A new wave of layoffs is emblematic of this shift as nearly every major bank undertakes a cost-cutting initiative, some with names like Project Compass. UBS has announced 3,500 layoffs, 5 percent of its staff, and Citigroup is quietly cutting dozens of traders. Bank of America could cut as many as 10,000 jobs, or 3.5 percent of its work force. ABN Amro, Barclays, Bank of New York Mellon, Credit Suisse, Goldman Sachs, HSBC, Lloyds, State Street, and Wells Fargo have in recent months all announced plans to cut jobs - tens of thousands all told.
Even as they cut payrolls, banks are exploring ways to generate revenue that could translate to higher costs for consumers. Among the possibilities are new fees for automatic deductions from checking accounts that pay utility and cable bills, according to people involved in the discussions.
SunTrust Banks, a major lender in the Southeast, is already charging a $5 monthly fee to its “everyday checking’’ customers who use a debit card for purchases or recurring charges.

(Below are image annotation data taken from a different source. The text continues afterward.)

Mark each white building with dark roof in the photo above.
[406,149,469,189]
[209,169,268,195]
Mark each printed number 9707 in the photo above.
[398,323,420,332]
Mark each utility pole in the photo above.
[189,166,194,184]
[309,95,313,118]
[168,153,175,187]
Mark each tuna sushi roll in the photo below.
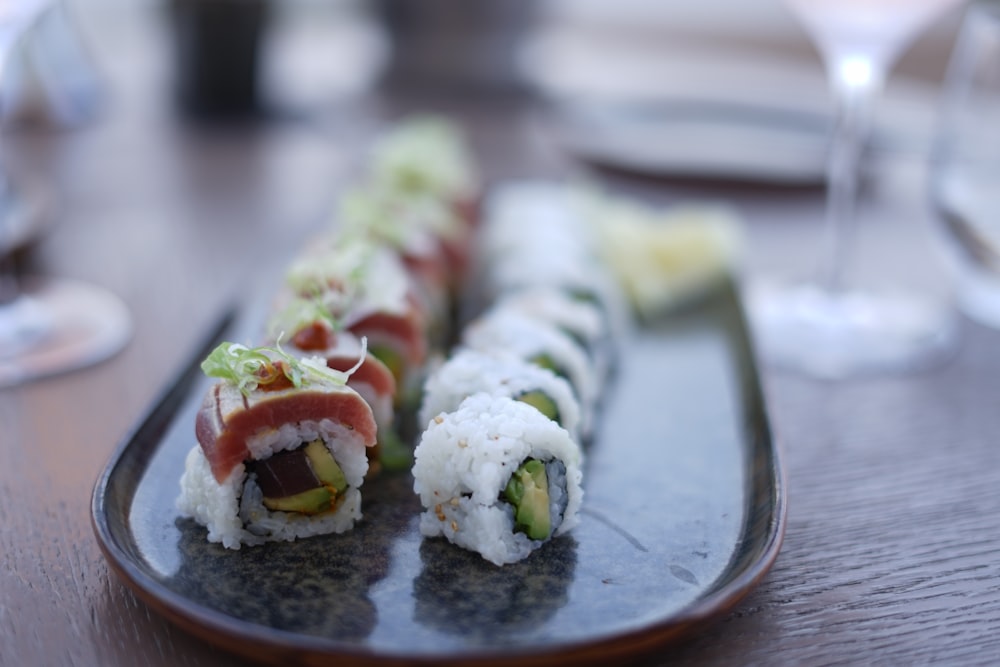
[177,343,376,549]
[413,394,583,565]
[267,297,412,476]
[419,349,580,438]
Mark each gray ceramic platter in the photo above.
[92,289,785,665]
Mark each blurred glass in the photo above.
[931,2,1000,327]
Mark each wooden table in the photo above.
[0,2,1000,665]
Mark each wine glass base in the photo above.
[749,285,957,379]
[0,278,132,387]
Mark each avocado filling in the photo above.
[368,344,406,385]
[515,389,563,426]
[528,352,573,386]
[250,440,347,514]
[503,459,552,540]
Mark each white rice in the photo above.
[418,349,581,439]
[462,311,600,434]
[413,393,583,565]
[177,419,368,549]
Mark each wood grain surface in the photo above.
[0,2,1000,666]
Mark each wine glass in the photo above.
[750,0,961,378]
[930,2,1000,327]
[0,0,131,387]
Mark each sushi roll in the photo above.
[413,393,583,565]
[462,310,600,437]
[490,286,616,386]
[419,349,580,439]
[266,297,412,476]
[286,239,430,399]
[177,343,377,549]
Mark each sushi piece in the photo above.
[413,394,583,565]
[267,297,412,476]
[419,349,580,439]
[177,343,377,549]
[490,286,618,386]
[462,310,600,437]
[286,239,430,402]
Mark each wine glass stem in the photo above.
[819,78,875,292]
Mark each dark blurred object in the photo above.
[170,0,270,117]
[376,0,538,93]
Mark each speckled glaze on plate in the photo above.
[92,289,785,665]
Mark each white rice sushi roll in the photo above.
[462,310,599,436]
[490,286,615,379]
[413,394,583,565]
[419,349,581,439]
[177,343,377,549]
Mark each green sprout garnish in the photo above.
[267,292,343,336]
[201,336,368,396]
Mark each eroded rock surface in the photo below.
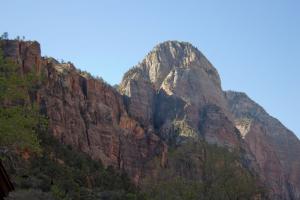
[0,40,300,200]
[226,92,300,199]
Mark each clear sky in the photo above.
[0,0,300,137]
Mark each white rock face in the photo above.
[120,41,229,127]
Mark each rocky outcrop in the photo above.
[0,40,300,200]
[226,92,300,199]
[1,40,167,183]
[120,41,239,146]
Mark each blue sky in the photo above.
[0,0,300,137]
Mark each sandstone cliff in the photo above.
[0,40,300,199]
[226,92,300,199]
[1,40,167,182]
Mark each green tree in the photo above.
[0,48,44,153]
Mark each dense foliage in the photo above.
[0,48,139,200]
[0,44,263,200]
[144,140,264,200]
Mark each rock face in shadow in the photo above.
[120,41,239,146]
[0,40,300,200]
[226,92,300,199]
[1,40,167,183]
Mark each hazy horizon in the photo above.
[0,0,300,138]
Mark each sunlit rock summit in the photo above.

And this fall, Wells Fargo plans to test a $3 monthly usage fee for new debit card customers in five states, on top of its normal service charges, which are $5 to $30 a month.

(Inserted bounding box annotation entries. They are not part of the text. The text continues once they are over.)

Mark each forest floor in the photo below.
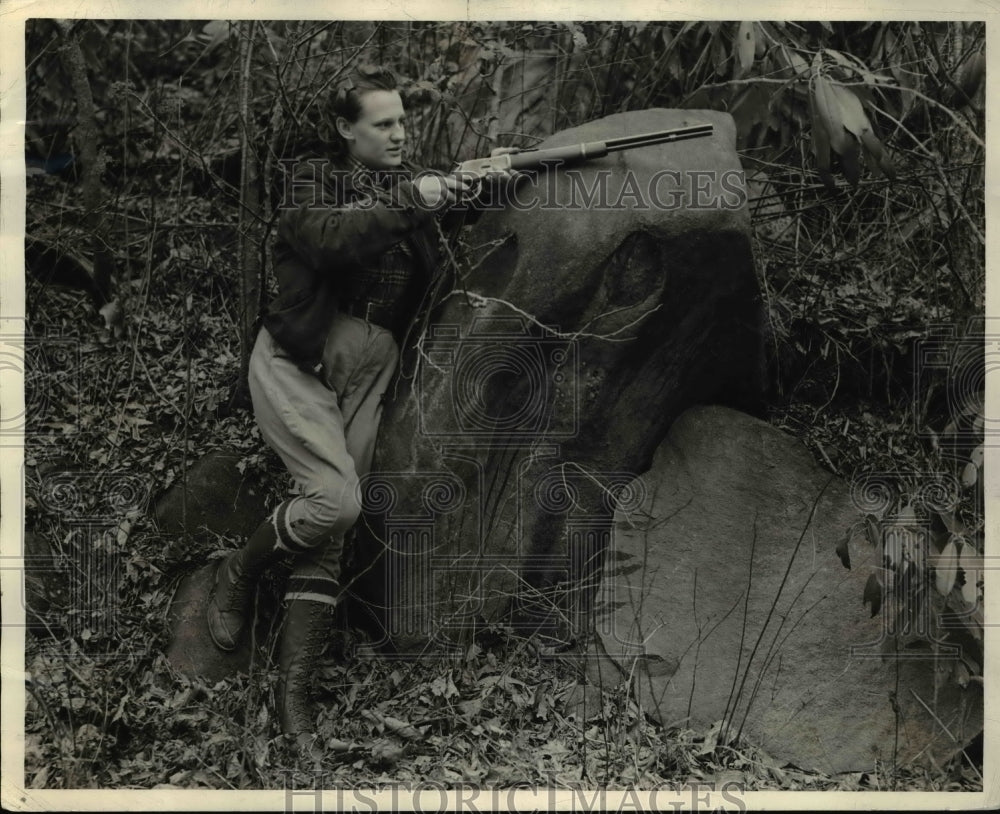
[19,241,982,791]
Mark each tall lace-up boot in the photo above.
[206,518,285,651]
[277,599,335,750]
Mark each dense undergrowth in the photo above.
[17,17,985,790]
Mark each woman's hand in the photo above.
[413,173,472,209]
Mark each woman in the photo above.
[207,67,492,741]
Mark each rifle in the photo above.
[452,124,712,179]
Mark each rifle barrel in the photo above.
[604,124,713,153]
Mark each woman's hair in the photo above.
[320,65,399,154]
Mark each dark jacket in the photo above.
[263,161,439,370]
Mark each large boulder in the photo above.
[354,110,763,650]
[590,407,983,773]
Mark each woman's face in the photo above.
[337,90,406,170]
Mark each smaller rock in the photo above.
[167,560,251,683]
[154,450,267,537]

Previously, other big lenders - including Bank of America, Chase, and PNC Financial - canceled rewards programs and altered checking account service charges to blunt the effect of rules curbing overdraft and debit card swipe fees.
Banks have been through plenty of boom and bust cycles before. But executives and analysts say this time is different.
Lending, the prime driver of revenue, has been depressed for several years and is not expected to pick up anytime soon, even with historically low interest rates favorable to borrowers. Consumers are spurning debt after a 20-year binge, while businesses are so uncertain about the economy that they are hunkering down, rather than financing expansion plans.